カラスの発言からするに、グバアの知り合いか何かか。絶対にお近づきになりたくないタイプであることは確かだ。
あからさまに嫌そうな顔をしたけど、カラスに俺の表情が読めるはずもなくブツブツと何かを呟いている。
「グバアの奴、何のかんので面倒見がいいのか、悪いのか分からんな。だいたいから、人間なんて交尾のことしか考えてないだろ……常識的に考えて」
言いたい放題だな、こいつ。
そう言うことを言うカラスこそ交尾のことしか考えてないんじゃないか?
「勘違いするな。俺は子孫を残せない。そういう種だからだ」
「え? そうなの?」
「ハトは……少し特殊だが、俺やグバアは突然変異やら世界に突如出現したり……とまあいろいろあるんだよ」
「え、何それ、怖い」
「お前も似たようなもんだろ。違いはお前には生殖能力がある種のまんまだってことだな」
えー。一緒にしないで欲しいんだけど……。
俺は断じて超生物グバアとかこの前散々に大地を破壊しつくしてくれた神々しい龍とかとは異なる。
ん、ひょっとして、このカラスも?
「カラス。君もグバアみたいに破壊の限りを……」
「いや、俺は弱い。そうだな……ハトより全然弱い。死なないがな」
「へえ……それなら友達になれるかもな」
言っていることが本当ならと但し書きはつくけどな。
しかしカラスは気分を害したようで、俺の頭をこれでもかと突っつく。
「まだまだ年季が足らないだろ! お前は俺なんぞより遥かに力を持っているが、まだまだ知らないことが多すぎる」
「カラスは知恵者や賢者ってところなのか?」
「俺は肩書が好きじゃない。俺のことはただのカラスと呼べ。くああ!」
「分かった。分かったから突っつくな!」
こいつはこの世界の賢者なのか。

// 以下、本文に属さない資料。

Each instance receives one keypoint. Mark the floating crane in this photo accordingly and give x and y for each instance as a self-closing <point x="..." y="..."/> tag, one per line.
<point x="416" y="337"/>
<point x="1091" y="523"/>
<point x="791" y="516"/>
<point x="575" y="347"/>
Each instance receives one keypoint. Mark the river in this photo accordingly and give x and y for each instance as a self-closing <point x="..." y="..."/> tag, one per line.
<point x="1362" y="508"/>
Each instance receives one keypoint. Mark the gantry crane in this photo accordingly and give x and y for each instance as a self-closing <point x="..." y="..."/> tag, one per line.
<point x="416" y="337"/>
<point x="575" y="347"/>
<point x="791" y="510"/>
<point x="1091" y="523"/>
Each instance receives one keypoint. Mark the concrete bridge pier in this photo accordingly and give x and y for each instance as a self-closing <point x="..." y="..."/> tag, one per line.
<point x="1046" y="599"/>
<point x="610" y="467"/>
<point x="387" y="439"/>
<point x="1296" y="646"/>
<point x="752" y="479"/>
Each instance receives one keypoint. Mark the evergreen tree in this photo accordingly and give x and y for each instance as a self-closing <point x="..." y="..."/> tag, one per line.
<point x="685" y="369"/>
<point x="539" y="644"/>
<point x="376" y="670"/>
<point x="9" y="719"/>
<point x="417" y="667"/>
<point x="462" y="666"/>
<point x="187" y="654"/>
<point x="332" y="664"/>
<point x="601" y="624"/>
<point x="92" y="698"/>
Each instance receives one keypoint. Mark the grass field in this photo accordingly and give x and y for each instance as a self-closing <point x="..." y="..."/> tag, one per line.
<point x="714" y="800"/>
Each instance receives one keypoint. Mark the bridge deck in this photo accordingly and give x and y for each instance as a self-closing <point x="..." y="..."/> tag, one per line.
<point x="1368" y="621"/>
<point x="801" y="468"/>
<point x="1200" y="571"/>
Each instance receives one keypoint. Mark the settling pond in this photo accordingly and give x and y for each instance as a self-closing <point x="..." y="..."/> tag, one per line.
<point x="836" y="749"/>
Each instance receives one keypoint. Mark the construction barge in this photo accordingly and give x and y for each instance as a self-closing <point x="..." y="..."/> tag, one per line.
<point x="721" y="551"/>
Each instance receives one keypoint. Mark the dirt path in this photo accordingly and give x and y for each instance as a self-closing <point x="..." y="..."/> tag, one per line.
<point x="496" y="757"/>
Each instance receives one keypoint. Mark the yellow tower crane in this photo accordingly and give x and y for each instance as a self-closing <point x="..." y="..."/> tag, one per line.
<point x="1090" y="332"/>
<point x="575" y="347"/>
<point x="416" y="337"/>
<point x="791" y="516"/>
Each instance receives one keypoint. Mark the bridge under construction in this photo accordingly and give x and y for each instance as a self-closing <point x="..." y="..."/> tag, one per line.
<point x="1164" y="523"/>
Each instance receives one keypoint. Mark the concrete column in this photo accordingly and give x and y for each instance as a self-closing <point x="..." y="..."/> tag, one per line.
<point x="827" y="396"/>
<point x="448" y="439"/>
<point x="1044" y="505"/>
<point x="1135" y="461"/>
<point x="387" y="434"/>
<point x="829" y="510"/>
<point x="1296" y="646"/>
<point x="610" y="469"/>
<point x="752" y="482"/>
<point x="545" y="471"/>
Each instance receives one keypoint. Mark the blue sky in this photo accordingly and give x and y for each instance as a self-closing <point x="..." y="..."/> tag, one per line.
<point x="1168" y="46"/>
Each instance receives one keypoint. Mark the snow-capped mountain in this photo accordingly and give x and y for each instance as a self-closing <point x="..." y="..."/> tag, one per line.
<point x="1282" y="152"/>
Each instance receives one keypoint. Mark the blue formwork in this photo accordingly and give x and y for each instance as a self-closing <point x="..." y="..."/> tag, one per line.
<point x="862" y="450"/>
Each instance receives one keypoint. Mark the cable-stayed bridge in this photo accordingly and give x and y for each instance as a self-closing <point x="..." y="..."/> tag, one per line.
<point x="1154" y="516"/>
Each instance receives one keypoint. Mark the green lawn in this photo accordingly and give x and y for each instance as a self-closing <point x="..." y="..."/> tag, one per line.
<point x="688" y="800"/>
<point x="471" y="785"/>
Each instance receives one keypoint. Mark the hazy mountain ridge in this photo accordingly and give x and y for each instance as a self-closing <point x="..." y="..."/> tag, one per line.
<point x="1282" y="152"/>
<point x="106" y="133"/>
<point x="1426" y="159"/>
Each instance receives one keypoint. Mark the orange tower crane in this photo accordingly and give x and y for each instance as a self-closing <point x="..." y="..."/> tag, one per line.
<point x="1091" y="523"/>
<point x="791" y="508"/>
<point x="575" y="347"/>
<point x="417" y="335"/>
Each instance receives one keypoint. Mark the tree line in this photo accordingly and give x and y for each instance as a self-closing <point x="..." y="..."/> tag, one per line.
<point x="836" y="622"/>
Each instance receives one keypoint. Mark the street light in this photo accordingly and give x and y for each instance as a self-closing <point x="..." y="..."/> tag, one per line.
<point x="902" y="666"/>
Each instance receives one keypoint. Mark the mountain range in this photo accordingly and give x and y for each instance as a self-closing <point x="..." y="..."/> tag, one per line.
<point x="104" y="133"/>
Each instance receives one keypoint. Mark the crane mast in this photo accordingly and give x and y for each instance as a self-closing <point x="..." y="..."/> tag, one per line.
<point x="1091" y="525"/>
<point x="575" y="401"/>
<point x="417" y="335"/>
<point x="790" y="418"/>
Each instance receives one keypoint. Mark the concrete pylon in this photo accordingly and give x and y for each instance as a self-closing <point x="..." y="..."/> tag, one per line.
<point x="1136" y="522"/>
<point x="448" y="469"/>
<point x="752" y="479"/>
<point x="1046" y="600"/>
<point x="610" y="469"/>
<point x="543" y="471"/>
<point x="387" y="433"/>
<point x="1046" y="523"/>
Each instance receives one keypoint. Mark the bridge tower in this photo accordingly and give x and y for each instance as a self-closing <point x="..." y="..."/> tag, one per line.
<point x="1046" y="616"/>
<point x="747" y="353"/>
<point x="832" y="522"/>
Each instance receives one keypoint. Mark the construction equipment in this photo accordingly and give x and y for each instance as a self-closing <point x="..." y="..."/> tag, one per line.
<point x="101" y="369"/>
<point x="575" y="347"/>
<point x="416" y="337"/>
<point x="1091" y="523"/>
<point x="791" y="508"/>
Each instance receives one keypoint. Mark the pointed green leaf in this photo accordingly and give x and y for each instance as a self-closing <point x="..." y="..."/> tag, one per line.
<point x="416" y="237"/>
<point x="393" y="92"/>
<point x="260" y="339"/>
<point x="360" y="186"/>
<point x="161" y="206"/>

なら、いろいろ聞きたいことがある。
ひょっとしたらコーデックスみたいな世界の図書館的な空間みたいなものがあるのかもなあ。
もしあるのなら、一度は訪れてみたいものだ。
せっかくだから、カラスにいろいろ聞こうと口を開いた時、聞きなれた騒がしい囀りが俺の声をかき消す。
『先輩! パネエッス!』
ハトがばっさばっさと翼をはためかせ、窓枠に挟まった。
どうやら自分のサイズが大きすぎて、窓の中に入れなかったらしい。
「よお、ハト」
『先輩! 来ていたんすね!』
「お前も元気そうだな」
『うっす! さっきまでワギャンから餌をもらっていたっす!』
「そうかそうか。たんと食べてこいよ。俺はもう行く」
『ええええ! もう行っちゃうんですかあ!』
ちょ、ちょっと待て。まだ何も聞いていないんだぞ。
「カラス、いろいろ聞きたいことが」
「戻るんだろ? 自分の巣に?」
「うん」
「じゃあ、その時だ。俺はお前が戻ってくると分かったから用事が済んだ」
「俺が戻ったら来いよ」
「そのうちな」
カラスは漆黒の翼をはためかせ、夜の闇へと消えて行った。
結局何も分からずしまいだったけど、戻った時の楽しみが一つ増えたから良しとしよう。
このまま放置するのもいいが、窓を閉めることができなくなるからな……。
やれやれと首を振った後、挟まったハトの頭を押し込む。
するとハトは、地面へと落ちて行った。地面に激突する前に飛び上がったので問題ない。
翌日の夜、いよいよフェリックスの領地へ足を踏み入れた。件の街には翌朝の昼前には到着するとのこと。
ここはフェリックスの領地だったので、ダンボールは自重し、ログハウス風の家にしたおいた。